As the leader of this project, Hui's approach entails:
- Build a simulation environment to collect training data that includes:
- High-resolution recognition of position, orientation, volume, and appearance of physical objects
- Robots with accurate physics
- Virtual cameras (images) and virtual depth sensing (point cloud data)
- Data collection and processing pipeline
- Extensibility to add other robots/objects and to interface with other software
- Train the AI system (deep neural networks) to manipulate 3D objects into two steps:
- Robot grasps a 3D object
- Robot places/removes the 3D object to assemble/disassemble in/from a larger context that is dynamically determined
- Obtain insights on how ML can improve the simulation environment based on testing in the real world so that the synthetic data has:
- More realistic rendering
- More accurate physics engine
For readers without a doctorate in AI nor a master's degree in Aerospace Engineering, in layman's terms:
- Artificial intelligence relies on machine learning.
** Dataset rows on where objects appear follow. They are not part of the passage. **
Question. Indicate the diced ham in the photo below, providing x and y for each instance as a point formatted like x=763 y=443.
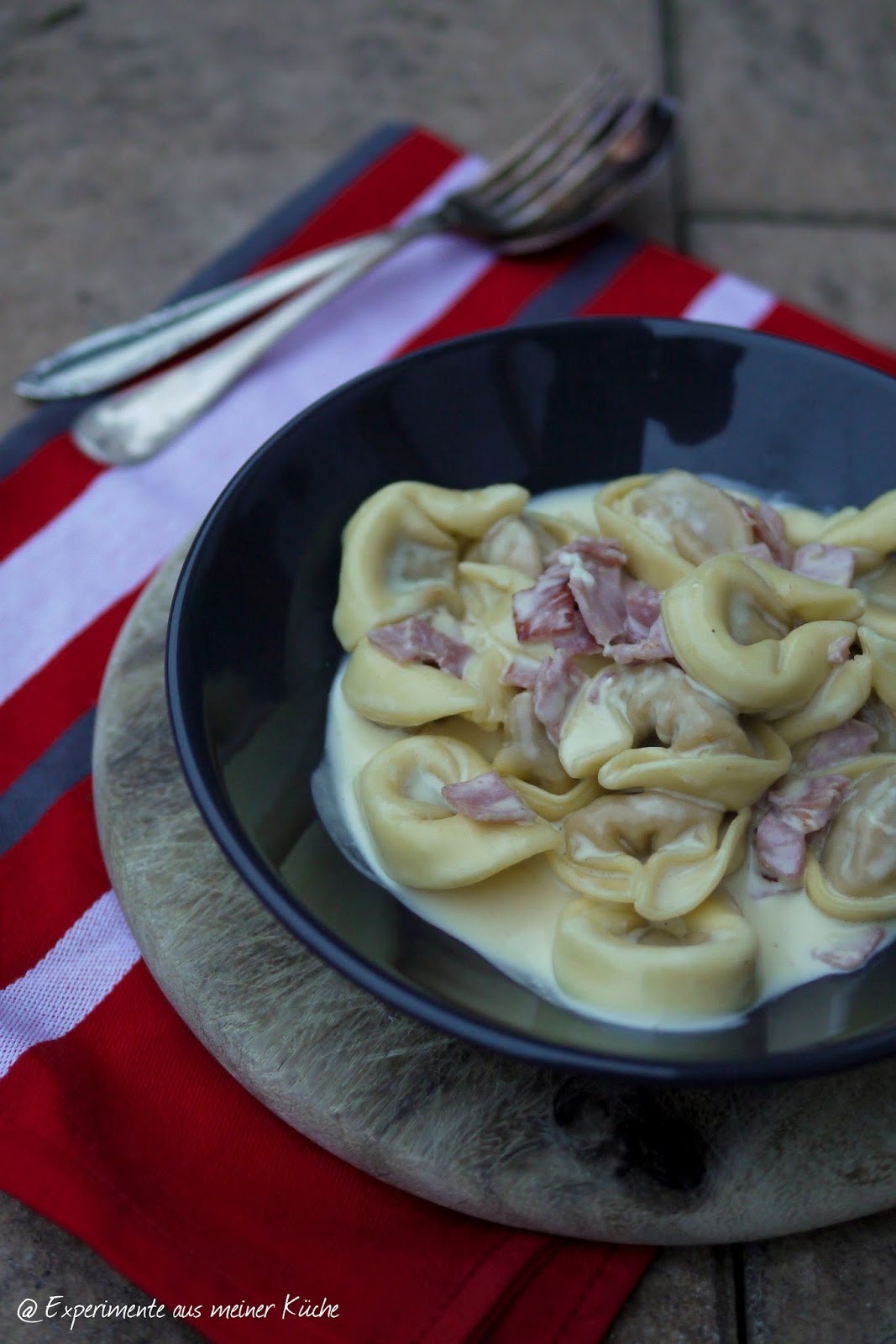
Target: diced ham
x=520 y=672
x=839 y=649
x=486 y=799
x=810 y=800
x=829 y=564
x=600 y=550
x=781 y=847
x=851 y=739
x=555 y=685
x=578 y=640
x=797 y=808
x=768 y=528
x=547 y=609
x=642 y=608
x=653 y=648
x=417 y=640
x=600 y=598
x=851 y=956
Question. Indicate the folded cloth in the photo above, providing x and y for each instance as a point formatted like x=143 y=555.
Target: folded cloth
x=113 y=1119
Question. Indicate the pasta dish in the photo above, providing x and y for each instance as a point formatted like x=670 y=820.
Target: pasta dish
x=634 y=743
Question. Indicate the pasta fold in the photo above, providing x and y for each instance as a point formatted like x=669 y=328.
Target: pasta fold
x=703 y=752
x=401 y=549
x=730 y=625
x=852 y=875
x=701 y=964
x=653 y=851
x=419 y=839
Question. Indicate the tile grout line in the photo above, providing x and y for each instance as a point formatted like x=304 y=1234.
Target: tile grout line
x=668 y=35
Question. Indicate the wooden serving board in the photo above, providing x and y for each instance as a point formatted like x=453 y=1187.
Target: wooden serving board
x=473 y=1131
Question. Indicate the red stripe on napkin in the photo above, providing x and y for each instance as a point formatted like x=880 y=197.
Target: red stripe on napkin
x=375 y=198
x=56 y=474
x=285 y=1218
x=42 y=487
x=497 y=297
x=795 y=324
x=60 y=692
x=653 y=284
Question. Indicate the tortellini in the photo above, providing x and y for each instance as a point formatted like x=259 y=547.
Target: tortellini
x=653 y=851
x=531 y=765
x=405 y=696
x=696 y=965
x=700 y=749
x=419 y=839
x=669 y=523
x=853 y=874
x=647 y=712
x=840 y=696
x=401 y=550
x=757 y=635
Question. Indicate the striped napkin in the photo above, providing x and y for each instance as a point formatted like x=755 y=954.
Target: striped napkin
x=113 y=1120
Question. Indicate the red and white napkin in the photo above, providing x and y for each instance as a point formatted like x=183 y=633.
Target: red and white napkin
x=113 y=1119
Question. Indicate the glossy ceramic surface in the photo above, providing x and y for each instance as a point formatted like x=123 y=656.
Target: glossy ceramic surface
x=251 y=652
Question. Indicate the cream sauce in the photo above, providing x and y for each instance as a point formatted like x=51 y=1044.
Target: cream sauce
x=511 y=918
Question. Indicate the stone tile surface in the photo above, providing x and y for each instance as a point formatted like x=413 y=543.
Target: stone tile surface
x=137 y=140
x=844 y=273
x=789 y=105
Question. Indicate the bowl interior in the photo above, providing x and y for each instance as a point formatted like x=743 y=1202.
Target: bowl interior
x=251 y=654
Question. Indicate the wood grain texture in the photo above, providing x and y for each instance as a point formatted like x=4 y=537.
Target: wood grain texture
x=479 y=1132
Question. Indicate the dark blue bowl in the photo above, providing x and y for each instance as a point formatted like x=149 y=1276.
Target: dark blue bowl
x=251 y=651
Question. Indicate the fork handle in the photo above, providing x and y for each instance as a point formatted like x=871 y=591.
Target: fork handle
x=136 y=423
x=117 y=354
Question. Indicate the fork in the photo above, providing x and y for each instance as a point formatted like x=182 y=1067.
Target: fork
x=567 y=175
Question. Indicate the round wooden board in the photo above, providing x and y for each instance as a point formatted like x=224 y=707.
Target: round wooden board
x=476 y=1132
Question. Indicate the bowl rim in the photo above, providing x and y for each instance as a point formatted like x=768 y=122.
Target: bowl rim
x=783 y=1066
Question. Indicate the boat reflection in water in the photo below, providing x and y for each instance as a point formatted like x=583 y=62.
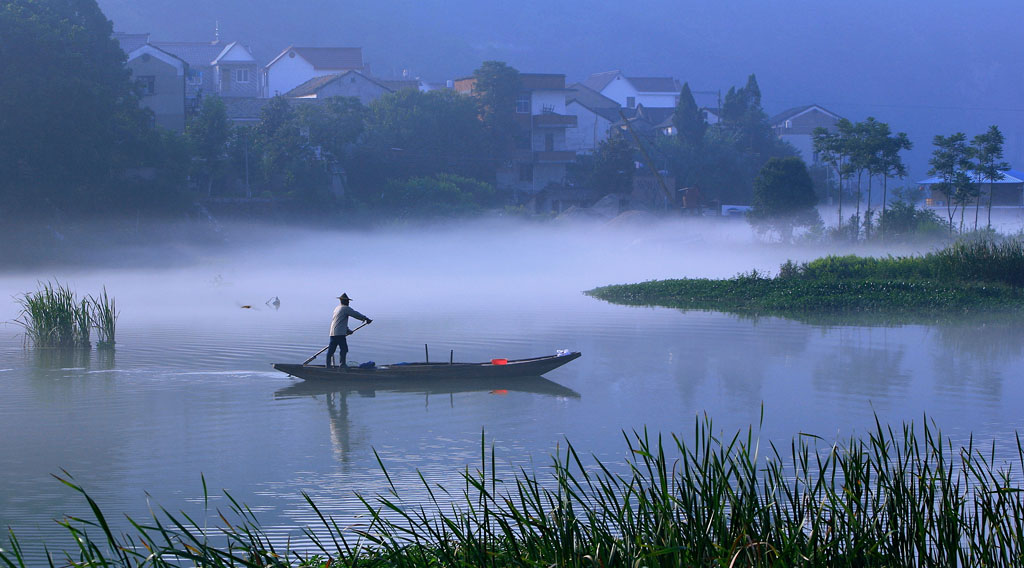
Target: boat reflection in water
x=364 y=387
x=336 y=394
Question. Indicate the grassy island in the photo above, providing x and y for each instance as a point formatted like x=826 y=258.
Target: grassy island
x=900 y=496
x=968 y=276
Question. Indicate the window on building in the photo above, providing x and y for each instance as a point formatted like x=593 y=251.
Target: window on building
x=146 y=84
x=525 y=172
x=522 y=103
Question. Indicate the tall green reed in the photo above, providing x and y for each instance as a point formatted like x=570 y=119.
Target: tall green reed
x=53 y=316
x=900 y=496
x=104 y=318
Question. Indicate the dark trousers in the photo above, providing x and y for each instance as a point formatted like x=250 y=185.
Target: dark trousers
x=337 y=342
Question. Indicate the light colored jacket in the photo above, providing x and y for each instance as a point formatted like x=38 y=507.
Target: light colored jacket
x=339 y=323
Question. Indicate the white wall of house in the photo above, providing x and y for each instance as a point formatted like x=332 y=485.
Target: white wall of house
x=657 y=100
x=621 y=90
x=590 y=131
x=352 y=84
x=165 y=75
x=547 y=101
x=289 y=72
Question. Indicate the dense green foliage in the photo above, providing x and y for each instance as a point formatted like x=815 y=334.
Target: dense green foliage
x=440 y=195
x=856 y=150
x=73 y=136
x=783 y=199
x=899 y=496
x=903 y=220
x=53 y=316
x=968 y=275
x=722 y=159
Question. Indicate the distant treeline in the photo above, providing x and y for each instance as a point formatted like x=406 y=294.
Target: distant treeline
x=74 y=141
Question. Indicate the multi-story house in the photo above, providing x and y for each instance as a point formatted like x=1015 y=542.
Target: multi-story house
x=350 y=84
x=652 y=92
x=224 y=69
x=541 y=155
x=295 y=66
x=161 y=78
x=595 y=116
x=797 y=126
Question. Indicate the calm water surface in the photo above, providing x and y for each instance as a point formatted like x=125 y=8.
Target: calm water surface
x=189 y=391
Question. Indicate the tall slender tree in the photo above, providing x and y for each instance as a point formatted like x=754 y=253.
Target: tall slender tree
x=988 y=163
x=207 y=135
x=892 y=164
x=833 y=148
x=950 y=161
x=689 y=121
x=496 y=90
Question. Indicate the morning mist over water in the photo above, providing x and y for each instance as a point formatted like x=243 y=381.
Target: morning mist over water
x=465 y=172
x=189 y=391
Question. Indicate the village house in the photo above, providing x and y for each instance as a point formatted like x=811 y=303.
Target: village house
x=296 y=66
x=595 y=115
x=797 y=127
x=161 y=78
x=541 y=156
x=1008 y=191
x=653 y=92
x=223 y=69
x=349 y=84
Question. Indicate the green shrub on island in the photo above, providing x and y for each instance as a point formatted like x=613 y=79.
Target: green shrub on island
x=900 y=496
x=439 y=195
x=967 y=275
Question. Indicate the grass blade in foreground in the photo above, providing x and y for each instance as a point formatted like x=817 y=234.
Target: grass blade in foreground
x=903 y=496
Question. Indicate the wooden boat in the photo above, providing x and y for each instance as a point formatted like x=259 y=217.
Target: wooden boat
x=495 y=368
x=365 y=388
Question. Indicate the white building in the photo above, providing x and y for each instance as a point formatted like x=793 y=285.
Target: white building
x=295 y=66
x=541 y=155
x=595 y=114
x=652 y=92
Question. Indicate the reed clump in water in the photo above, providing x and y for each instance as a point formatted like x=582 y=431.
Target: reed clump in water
x=104 y=318
x=53 y=317
x=902 y=496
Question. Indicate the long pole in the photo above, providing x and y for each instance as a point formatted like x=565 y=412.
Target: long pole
x=325 y=349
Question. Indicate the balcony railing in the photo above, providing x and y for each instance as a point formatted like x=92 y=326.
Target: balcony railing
x=554 y=157
x=551 y=120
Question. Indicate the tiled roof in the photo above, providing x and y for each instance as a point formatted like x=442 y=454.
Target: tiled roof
x=398 y=84
x=590 y=98
x=542 y=81
x=331 y=57
x=599 y=81
x=791 y=113
x=131 y=42
x=655 y=84
x=200 y=54
x=242 y=108
x=316 y=83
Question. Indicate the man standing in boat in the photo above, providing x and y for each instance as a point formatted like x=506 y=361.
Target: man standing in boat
x=339 y=331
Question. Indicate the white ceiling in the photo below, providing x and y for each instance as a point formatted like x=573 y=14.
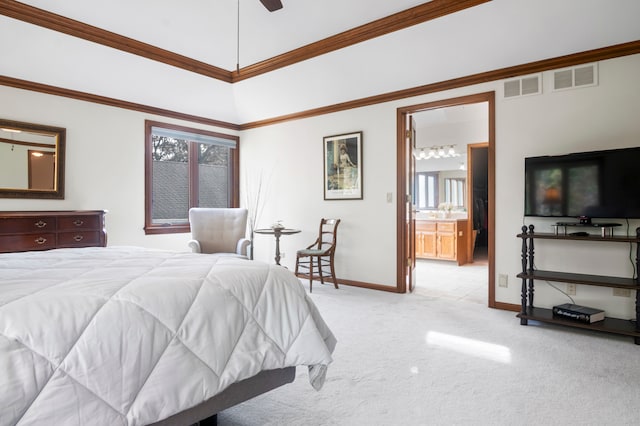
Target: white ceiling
x=490 y=36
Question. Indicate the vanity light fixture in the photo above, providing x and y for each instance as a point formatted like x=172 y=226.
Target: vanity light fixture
x=440 y=151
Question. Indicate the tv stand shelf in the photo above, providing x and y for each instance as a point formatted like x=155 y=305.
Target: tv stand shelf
x=627 y=327
x=606 y=229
- A robot, a machine, normally learns by performing a task in countless ways, keeping track of what works and what does not work.
- Rather than have a robot learn by physically performing a task, the robot can learn via a simulation of the task. This reduces the amount of time required for the robot to learn and allows for learning to happen in parallel. For example, instead of learning by having a robot physically perform a task 10,000 different ways, we can simulate having the robot perform the task. Since it's a simulation, we can run 10,000 simulations simultaneously and combine the results when done. This reduces the amount of elapsed time for a robot to learn by 9,999 times.
- Using synthetic data from simulations as robot training material is only possible if the simulations and renderings are virtually identical to real life. Machine learning can be applied to determine ways to make the simulations behave more like real life and the renderings to look identical to the images captured by cameras.
All of these simulations can be run with the robot powered off. As such, the robot is learning while it sleeps. It's as if the robot is getting smarter while counting electric sheep. Actually, the project is a reference to the 1968 novel, Do Androids Dream of Electric Sheep? by Philip K. Dick that was adapted into the movie Blade Runner.
Learning by dreaming is alive in the lab.